I think this is a clever solution, however I don't think Excel's solver can handle it. But let me make sure I understand the algorithm.

First, get coordinates $\displaystyle (x_i,y_i),\ i = 1,\ldots,N$ from the picture. Fix a value for $\displaystyle \delta t.$

Next, define a function $\displaystyle Dist(A,\ B,\ a,\ b,\ \delta)$ with the following 4 steps.

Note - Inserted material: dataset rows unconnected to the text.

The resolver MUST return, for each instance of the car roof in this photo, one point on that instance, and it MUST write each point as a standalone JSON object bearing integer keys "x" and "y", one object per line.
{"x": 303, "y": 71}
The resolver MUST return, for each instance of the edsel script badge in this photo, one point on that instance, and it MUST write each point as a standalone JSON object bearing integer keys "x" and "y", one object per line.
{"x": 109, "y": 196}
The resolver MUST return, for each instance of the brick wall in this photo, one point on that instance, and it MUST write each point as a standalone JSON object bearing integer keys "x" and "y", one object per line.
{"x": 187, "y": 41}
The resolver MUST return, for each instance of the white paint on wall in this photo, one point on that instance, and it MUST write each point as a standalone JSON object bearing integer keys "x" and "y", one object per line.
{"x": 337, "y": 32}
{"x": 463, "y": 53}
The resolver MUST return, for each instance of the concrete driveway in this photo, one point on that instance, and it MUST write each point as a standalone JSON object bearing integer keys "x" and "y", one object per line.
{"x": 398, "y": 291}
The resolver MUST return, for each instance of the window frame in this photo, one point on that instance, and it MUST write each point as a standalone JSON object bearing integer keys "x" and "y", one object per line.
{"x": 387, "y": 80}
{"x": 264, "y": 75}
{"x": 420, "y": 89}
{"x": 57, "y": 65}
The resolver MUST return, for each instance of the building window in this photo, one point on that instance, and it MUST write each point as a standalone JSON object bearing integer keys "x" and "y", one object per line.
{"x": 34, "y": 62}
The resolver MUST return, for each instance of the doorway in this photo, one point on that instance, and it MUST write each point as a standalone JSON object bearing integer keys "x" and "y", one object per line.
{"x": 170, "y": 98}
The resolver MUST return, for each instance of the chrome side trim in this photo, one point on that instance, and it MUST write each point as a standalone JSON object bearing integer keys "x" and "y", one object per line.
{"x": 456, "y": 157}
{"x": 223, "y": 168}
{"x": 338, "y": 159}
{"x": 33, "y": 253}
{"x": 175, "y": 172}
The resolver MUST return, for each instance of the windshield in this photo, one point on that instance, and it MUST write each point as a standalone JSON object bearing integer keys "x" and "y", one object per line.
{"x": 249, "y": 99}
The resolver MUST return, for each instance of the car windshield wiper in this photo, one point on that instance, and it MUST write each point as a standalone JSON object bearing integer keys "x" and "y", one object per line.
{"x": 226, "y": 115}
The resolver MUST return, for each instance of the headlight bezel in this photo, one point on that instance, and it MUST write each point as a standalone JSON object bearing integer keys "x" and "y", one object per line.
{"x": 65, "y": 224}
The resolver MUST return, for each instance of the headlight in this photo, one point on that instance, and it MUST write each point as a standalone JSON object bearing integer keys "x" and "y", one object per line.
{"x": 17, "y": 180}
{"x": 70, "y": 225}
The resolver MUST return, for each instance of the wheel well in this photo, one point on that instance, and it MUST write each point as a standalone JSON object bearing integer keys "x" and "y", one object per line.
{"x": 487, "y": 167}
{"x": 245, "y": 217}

- Set $\displaystyle M = 2\pi / (\min(a,b)\delta t).$
- Tabulate $\displaystyle u_k=A\sin(a(k\ \delta t)+\delta),\ v_k=B\cos(b(k\ \delta t))$ for $\displaystyle k=1,\ldots, M.$
- For each $\displaystyle i = 1,\ldots,N$, find a point $\displaystyle (u_j,v_j)$ out of the $\displaystyle M\ (u_k,\ v_k)'s$ which has the minimum distance from $\displaystyle (x_i,y_i)$ to $\displaystyle (u_j,v_j)$.
- Return the sum of the squares of the distances in step 3 as the value of $\displaystyle Dist.$

Finally, minimize $\displaystyle Dist(A,\ B,\ a,\ b,\ \delta).$

I don't think Excel's solver can handle this minimization because I believe it assumes the minimized function is differentiable and numerically approximates the derivatives. But the $\displaystyle Dist$ function, although continuous, will not be differentiable. Another problem with using Excel is that programming the $\displaystyle Dist$ function in a spreadsheet looks difficult.

However with a good programming language and a minimization routine that can handle a non-differentiable function, this could work. Good job!